In a little over a month, I will have been in this country for one year, and while it would probably be more appropriate for me to make this public declaration of what has changed on the actual day of my arrival, I will probably forget. So what have I done? I’ve written this entry in advance and then set the date forward in WordPress so that this entry will be published on June 7th, the day that I officially moved to Canada. It’s a cheap trick, but I’m a forgetful because I’m a student, so it’s ok.
I’ve learnt so much in the year since I’ve been here. When I moved, I was just at the border between socially awkward teen and not so awkward teen. Now I’m an adult, and social situations that used to be weird and difficult for me are now every day life. My life really has changed. I’ve made new friends, I’ve figured my way around this city, I’ve started playing an instrument, I’ve started running again, my health has improved, and I’ve learnt a lot about life in general.

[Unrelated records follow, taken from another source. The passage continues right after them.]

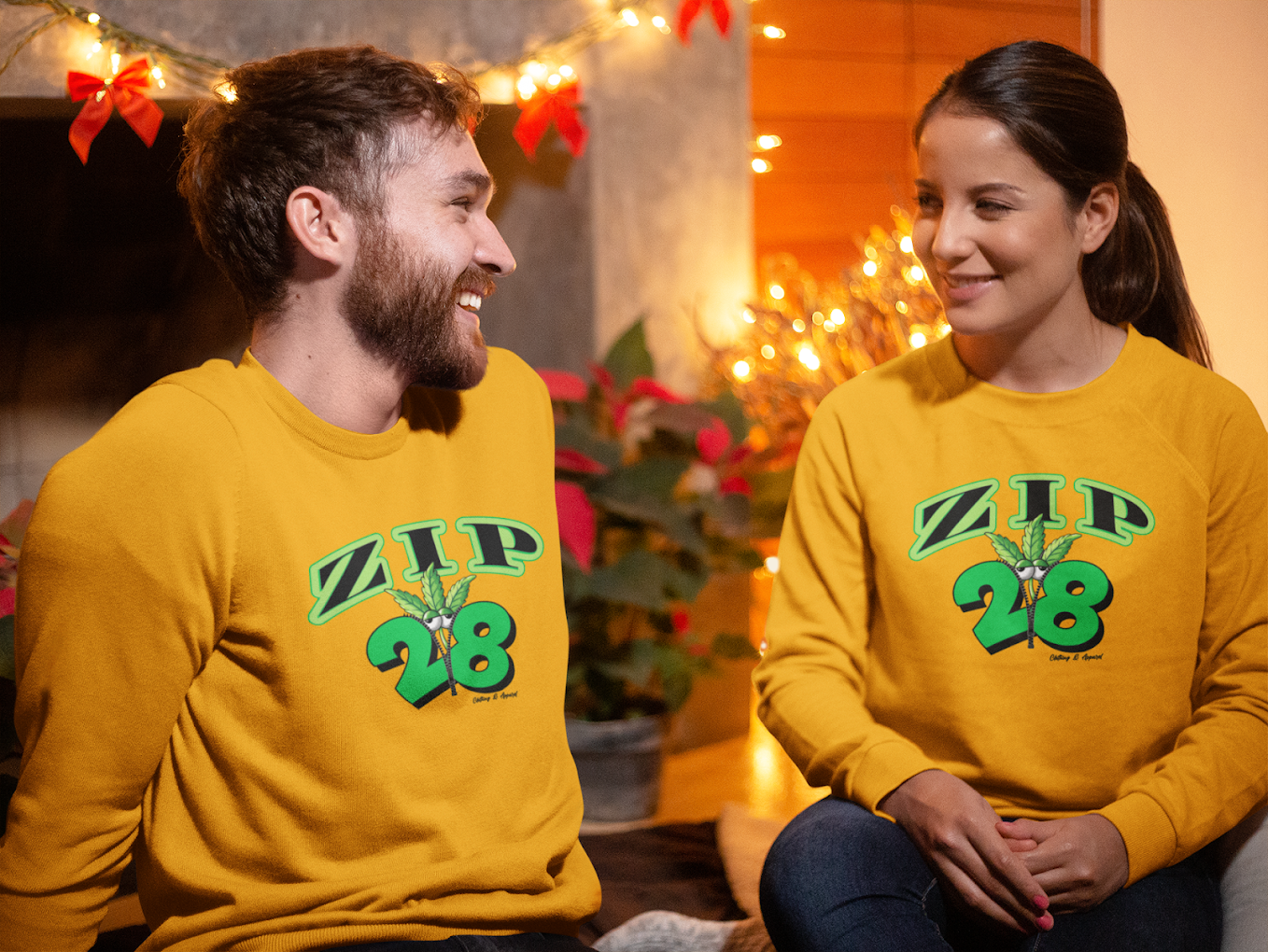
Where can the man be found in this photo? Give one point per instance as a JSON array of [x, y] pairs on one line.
[[292, 633]]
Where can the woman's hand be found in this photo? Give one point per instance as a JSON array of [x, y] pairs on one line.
[[1079, 861], [956, 832]]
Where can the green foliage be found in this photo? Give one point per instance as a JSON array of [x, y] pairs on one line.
[[659, 533], [629, 357]]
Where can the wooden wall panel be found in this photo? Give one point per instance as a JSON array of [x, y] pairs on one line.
[[843, 91]]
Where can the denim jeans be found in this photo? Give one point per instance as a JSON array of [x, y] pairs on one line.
[[839, 878], [519, 942]]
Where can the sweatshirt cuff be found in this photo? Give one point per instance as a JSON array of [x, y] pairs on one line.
[[884, 767], [1147, 831]]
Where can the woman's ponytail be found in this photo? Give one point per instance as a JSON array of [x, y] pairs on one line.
[[1063, 112], [1136, 274]]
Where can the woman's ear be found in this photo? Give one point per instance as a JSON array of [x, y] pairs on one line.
[[321, 225], [1100, 215]]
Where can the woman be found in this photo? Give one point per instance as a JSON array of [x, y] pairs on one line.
[[1021, 609]]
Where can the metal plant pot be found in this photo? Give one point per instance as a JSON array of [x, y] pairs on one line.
[[619, 766]]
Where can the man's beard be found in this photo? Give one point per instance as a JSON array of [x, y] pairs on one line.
[[402, 311]]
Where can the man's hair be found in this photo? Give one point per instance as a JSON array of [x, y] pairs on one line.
[[329, 118]]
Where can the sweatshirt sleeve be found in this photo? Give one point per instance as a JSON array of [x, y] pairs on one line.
[[810, 679], [1215, 774], [123, 586]]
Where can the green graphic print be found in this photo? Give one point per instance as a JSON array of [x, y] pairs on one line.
[[444, 641], [1035, 592]]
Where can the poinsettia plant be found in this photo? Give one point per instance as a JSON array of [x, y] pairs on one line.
[[11, 530], [652, 499]]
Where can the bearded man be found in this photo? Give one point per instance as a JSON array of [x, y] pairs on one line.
[[290, 633]]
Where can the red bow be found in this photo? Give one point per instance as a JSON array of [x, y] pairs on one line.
[[123, 91], [546, 106], [690, 9]]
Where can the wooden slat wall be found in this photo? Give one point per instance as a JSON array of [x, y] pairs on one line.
[[843, 91]]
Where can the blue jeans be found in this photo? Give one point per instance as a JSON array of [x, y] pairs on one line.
[[839, 878], [519, 942]]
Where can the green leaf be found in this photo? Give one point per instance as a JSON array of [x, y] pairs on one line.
[[629, 357], [574, 434], [1059, 547], [413, 604], [1006, 548], [7, 658], [728, 407], [1033, 540], [734, 647], [432, 590], [458, 595]]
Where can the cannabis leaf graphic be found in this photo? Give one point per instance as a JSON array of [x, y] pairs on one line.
[[1031, 562], [436, 611]]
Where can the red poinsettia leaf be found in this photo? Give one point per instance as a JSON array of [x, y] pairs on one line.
[[711, 441], [647, 386], [576, 523], [564, 385], [577, 462]]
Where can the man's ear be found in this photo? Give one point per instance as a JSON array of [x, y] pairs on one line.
[[1100, 215], [321, 225]]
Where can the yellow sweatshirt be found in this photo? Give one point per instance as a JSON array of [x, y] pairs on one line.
[[1130, 679], [215, 675]]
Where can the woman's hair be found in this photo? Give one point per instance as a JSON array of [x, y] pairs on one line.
[[330, 118], [1062, 110]]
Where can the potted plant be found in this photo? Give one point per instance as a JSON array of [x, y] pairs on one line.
[[652, 499]]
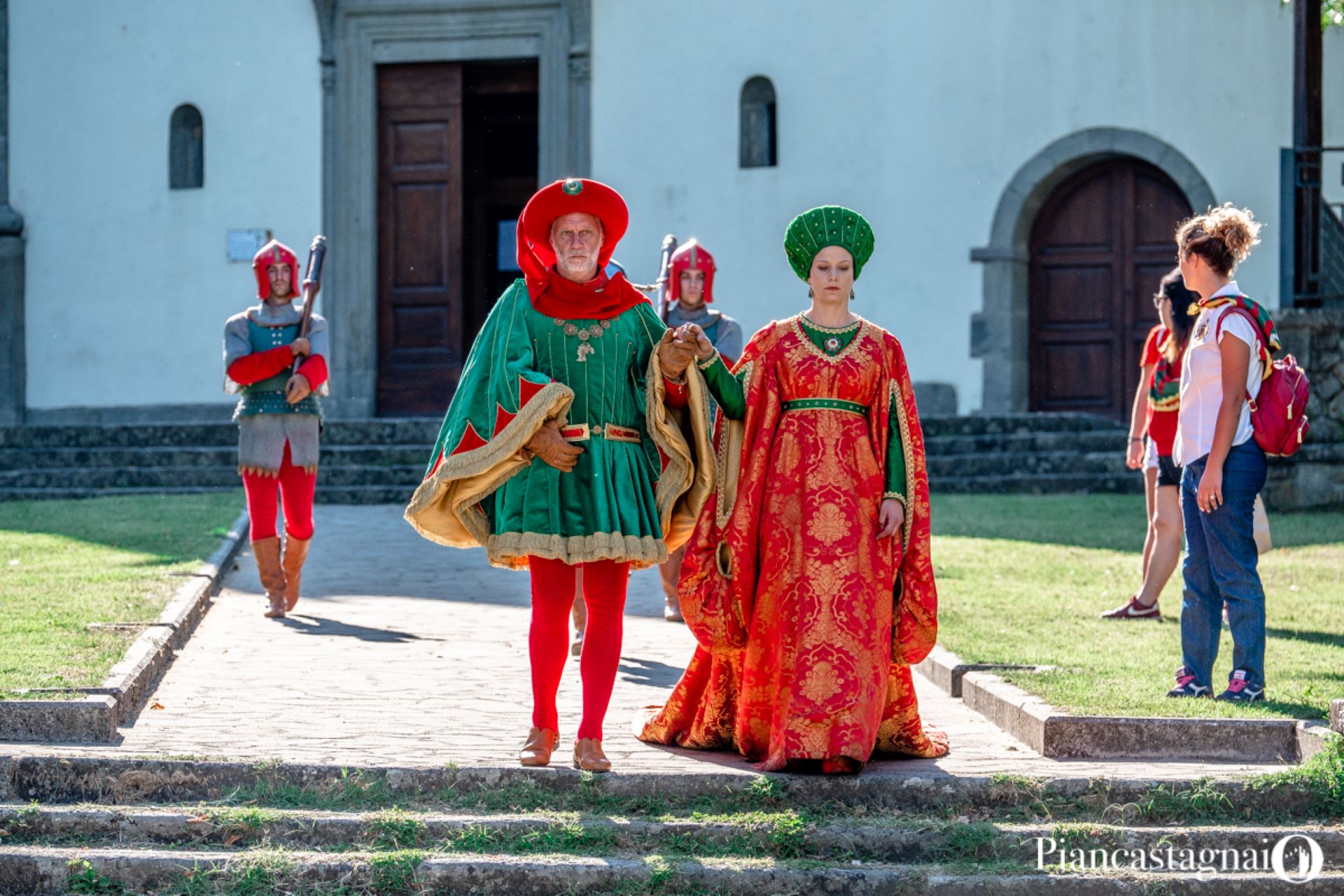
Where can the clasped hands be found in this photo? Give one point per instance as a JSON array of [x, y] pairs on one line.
[[680, 347]]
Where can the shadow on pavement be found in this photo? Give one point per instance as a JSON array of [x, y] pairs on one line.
[[332, 629]]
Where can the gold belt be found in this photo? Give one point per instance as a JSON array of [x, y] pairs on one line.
[[612, 433]]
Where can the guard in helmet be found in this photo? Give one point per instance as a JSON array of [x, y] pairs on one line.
[[690, 296], [279, 377]]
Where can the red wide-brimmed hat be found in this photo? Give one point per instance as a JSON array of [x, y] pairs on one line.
[[564, 198]]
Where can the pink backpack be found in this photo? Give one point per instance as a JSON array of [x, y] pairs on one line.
[[1278, 412]]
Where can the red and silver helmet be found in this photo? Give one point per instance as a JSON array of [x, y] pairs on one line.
[[687, 257], [274, 253]]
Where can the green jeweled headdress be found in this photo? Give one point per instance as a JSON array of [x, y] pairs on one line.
[[824, 226]]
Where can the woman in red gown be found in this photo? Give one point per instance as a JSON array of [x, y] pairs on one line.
[[808, 582]]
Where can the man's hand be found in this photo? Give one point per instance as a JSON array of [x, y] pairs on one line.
[[891, 516], [553, 449], [673, 355], [694, 336], [298, 388]]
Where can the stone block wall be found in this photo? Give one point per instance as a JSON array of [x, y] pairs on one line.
[[1313, 479]]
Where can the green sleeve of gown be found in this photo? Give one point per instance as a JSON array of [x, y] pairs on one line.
[[726, 388], [895, 486]]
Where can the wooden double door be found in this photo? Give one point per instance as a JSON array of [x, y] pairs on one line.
[[1100, 246], [457, 148]]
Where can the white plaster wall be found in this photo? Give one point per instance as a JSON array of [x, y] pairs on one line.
[[918, 115], [127, 281]]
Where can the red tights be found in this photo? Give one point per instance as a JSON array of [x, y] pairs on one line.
[[549, 638], [264, 493]]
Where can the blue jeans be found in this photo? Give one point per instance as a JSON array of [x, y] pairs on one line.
[[1221, 559]]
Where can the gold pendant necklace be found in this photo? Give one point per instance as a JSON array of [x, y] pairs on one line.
[[593, 331]]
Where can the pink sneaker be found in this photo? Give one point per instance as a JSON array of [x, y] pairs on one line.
[[1133, 610]]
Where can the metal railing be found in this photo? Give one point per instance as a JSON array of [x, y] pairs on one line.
[[1312, 232]]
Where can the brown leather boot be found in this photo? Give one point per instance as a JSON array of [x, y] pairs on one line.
[[272, 574], [538, 747], [589, 757], [296, 552]]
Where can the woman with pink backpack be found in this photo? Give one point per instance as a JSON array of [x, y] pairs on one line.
[[1225, 468]]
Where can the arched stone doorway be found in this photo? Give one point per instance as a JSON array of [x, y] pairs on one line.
[[1000, 332], [1098, 248]]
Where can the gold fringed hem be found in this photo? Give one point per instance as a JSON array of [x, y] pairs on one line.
[[510, 550], [444, 505], [730, 457], [689, 479]]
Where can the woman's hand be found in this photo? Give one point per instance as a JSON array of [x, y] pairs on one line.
[[1135, 456], [1210, 496], [891, 516]]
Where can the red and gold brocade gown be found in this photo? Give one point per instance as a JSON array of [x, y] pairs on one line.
[[804, 653]]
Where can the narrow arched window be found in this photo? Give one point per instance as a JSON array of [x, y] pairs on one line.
[[186, 148], [757, 134]]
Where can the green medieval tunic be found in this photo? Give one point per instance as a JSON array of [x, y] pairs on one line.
[[645, 469]]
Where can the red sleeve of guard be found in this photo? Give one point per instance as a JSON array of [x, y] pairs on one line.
[[258, 365], [315, 371], [675, 393]]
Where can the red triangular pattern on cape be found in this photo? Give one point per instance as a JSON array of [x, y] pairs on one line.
[[502, 418], [470, 441], [437, 463], [527, 390]]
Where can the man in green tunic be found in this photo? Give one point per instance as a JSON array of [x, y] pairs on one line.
[[578, 435]]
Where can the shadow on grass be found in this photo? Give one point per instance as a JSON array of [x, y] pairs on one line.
[[171, 528], [1107, 522], [1328, 638]]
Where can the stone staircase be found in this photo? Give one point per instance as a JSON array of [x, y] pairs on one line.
[[86, 825], [381, 461]]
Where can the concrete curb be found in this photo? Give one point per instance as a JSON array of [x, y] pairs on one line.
[[94, 718], [1058, 735], [46, 871], [118, 780], [918, 843]]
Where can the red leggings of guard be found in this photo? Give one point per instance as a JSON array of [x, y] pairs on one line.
[[295, 485], [549, 638]]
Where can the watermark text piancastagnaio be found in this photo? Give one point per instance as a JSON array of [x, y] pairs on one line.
[[1296, 859]]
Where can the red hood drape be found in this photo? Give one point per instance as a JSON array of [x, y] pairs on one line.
[[553, 295]]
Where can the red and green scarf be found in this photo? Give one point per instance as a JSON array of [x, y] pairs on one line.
[[1269, 344], [1164, 391]]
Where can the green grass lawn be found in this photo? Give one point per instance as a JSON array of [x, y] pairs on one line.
[[67, 564], [1022, 580]]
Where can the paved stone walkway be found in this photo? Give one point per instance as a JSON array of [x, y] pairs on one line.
[[403, 652]]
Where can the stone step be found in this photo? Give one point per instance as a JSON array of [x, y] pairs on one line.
[[41, 871], [425, 431], [1086, 441], [185, 457], [897, 840], [65, 780], [1026, 464], [1126, 482]]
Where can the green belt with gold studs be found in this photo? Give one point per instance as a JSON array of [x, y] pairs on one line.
[[825, 403]]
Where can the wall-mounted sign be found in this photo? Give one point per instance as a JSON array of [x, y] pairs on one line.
[[245, 244], [505, 246]]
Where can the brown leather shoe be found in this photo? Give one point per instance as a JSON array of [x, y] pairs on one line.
[[589, 757], [272, 574], [538, 747], [296, 552]]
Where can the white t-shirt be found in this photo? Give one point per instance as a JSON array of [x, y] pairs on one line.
[[1202, 381]]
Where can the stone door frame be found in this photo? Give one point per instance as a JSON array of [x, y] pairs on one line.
[[1000, 333], [358, 35]]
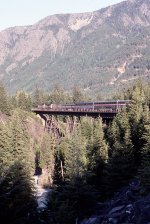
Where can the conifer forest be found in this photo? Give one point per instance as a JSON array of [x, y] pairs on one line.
[[82, 168]]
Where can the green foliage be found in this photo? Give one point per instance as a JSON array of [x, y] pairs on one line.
[[72, 202], [17, 204], [4, 101]]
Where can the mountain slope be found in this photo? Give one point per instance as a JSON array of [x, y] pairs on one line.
[[98, 50]]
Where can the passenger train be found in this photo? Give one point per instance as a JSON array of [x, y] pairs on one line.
[[113, 105]]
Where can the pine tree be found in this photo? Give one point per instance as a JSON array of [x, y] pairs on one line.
[[4, 102], [76, 157]]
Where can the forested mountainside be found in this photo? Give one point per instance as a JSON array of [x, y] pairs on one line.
[[83, 167], [105, 49]]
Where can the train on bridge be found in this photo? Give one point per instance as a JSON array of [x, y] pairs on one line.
[[103, 106]]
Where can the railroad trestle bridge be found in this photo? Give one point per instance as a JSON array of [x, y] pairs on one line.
[[107, 110]]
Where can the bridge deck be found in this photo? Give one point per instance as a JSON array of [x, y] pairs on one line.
[[108, 114]]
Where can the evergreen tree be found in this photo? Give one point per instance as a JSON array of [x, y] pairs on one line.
[[4, 101]]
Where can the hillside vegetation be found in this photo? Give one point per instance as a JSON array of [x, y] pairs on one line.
[[87, 164], [101, 50]]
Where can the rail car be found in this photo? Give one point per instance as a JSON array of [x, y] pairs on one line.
[[113, 105]]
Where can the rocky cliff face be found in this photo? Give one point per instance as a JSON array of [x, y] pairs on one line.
[[101, 49]]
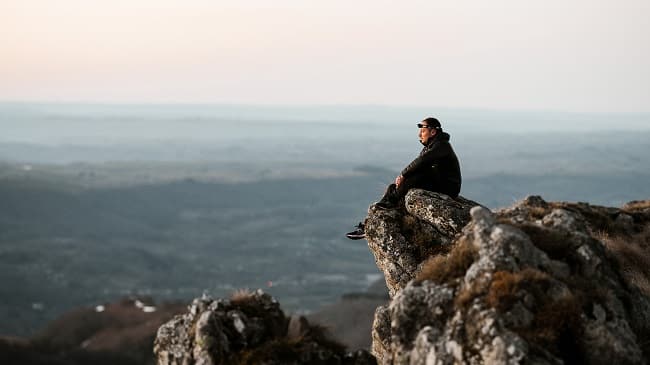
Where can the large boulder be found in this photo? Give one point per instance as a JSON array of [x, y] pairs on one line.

But if I had to sum up my year in the most valuable thing I have learnt from this experience, it would be how to meet people. My friends are more important to me that anything else in my life, and when I “lost” them, it was horrible for me. I stayed in touch with a lot of them, but I missed the day to day interaction. I missed my old summer job, and the friends I saw during the summer, and my old house, and even biking to the grocery store which had become so familiar to me. Then I moved here and it was all gone. Now I’m in a city, and I’ve never lived in a city. Everything was so strange. When I started school again, people all around me were talking to each other, and having fun, and laughing, and I couldn’t be a part of it. But I kept my head held high, and I acted like I knew what I was doing. When I talked to people, I made an effort to be myself, knowing that there was no reason to be awkward. This was the situation, and I had to deal with it. I thought I would never meet people, but I got involved in things, namely theatre, and I started to not feel as lonely. Some things worked out, some didn’t and when I moved on to the second semester I already knew some people, and I started to meet even more. The most wonderful feeling after a move it to walk down the hall and say “hello” to at least 5 people whom you know and talk to. Eventually the good days and bad days turned into mostly good days. The more comfortable I grew, and the more people I talked to the better I felt about myself, and if I was in a situation where I didn’t know anyone and where I felt awkward, it didn’t matter anymore, because I had outlived the worst of it; I dove into the ocean and learnt how to breath. Now there are people I know, people I trust, and people I am close to. I know people I can tell things to, people I can ask for help, people I can count on, and people who can count on me.
We’ll see what summer will bring, but I know that at least now there will be people I can spend time with. There are people I can call when what I really want to do is go out somewhere and not have to drag my parents along or go by myself. It was a rough year, and I can’t say the rough times are over, but I am finally almost settled.